By 2020, Ivory Coast aims to process at least half of its raw cocoa locally—up from a third currently. With newly introduced tax breaks for cocoa grinders and chocolate producers, the country may soon reach its goals. Increased local processing will meet the growing demand for the West African market. In 2015, Olam International, the world’s third largest grinder, opened a $75 million factory in San Pedro, the nation’s second largest port.
With a production capacity of 75,000 tons, the factory has helped catapult Ivory Coast to the top as the world’s leading processor. During the same year, French chocolatier Cemoi opened Ivory Coast’s first major chocolate factory in 2015 in a bid to supply the region with the capacity to produce over 10,000 tons of chocolate per year.
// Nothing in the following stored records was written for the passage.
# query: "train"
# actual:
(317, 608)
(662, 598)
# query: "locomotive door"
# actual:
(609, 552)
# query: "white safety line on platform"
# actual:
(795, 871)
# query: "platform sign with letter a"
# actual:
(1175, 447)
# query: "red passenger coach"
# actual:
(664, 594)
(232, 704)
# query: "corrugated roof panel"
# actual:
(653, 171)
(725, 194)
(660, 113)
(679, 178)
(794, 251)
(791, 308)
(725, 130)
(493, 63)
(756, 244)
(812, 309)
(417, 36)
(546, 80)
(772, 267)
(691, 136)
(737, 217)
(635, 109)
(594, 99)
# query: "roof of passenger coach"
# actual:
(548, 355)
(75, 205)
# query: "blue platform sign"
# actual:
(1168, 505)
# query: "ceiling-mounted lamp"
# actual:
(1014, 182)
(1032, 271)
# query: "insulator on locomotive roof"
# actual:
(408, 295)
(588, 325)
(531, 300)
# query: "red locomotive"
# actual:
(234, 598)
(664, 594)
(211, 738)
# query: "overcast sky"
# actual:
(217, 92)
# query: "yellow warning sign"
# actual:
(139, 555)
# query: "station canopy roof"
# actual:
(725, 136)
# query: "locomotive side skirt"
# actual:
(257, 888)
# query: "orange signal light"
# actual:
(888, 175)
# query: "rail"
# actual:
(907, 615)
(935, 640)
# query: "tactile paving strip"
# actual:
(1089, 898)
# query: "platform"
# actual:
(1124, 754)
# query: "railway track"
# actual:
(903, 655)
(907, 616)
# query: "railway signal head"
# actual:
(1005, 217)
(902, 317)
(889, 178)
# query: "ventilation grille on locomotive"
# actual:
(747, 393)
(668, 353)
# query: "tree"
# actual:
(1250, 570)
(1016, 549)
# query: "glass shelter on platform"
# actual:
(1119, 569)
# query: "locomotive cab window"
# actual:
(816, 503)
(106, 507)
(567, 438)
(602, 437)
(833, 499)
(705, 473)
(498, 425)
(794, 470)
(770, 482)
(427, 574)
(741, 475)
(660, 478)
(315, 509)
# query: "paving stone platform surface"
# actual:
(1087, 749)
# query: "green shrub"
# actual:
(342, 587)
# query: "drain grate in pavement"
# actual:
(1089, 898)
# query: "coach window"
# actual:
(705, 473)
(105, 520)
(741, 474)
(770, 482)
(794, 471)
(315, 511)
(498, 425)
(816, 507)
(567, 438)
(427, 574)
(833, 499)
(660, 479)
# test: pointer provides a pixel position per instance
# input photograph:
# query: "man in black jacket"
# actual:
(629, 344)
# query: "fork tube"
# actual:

With improvements in production capacity, the government is determined to ensure that Ivory Coast is as well known for its chocolate, as it is for its cocoa.
Across the border, Ghana has taken measures to liberalize the purchase of cocoa beans. Although the sector was partially liberalized in 2003 to improve prices for farmers and boost productivity, the Ghana Cocoa Board (COCOBOD) still enjoys export monopoly power. Because of COCOBOD’s dominance, the state-owned Cocoa Processing Company has historically been the primary producer of local chocolate.
But that may be changing as the Ghanaian government shifts its approach to finished products and highlighting cocoa-based products as a national product with economic and health benefits. Moreover, with the election of Nana Akufo-Addo, Ghana is now considering the full liberalization of the cocoa sector, which may further boost production and diversification of cocoa exporters as well as the local chocolate industry.
Local chocolatiers like Midunu Chocolates, the brainchild of Ghanaian chef Selassie Atadika, are hoping to inspire what she calls a “delicate” way of looking at chocolate. With a box of truffles retailing for 40 cedis (about $9), Midunu caters largely to the native-born and “returnee” Ghanaian middle class as well as expatriates and tourists.
Atadika is keen on using chocolate as a means to highlight Africa’s different flavor profiles by incorporating Ethiopia’s berbere spice or South African rooibois tea. “I think we owe our country a chance to develop and be self-sufficient. I think by supporting things that are locally grown, we support the country and those around us.”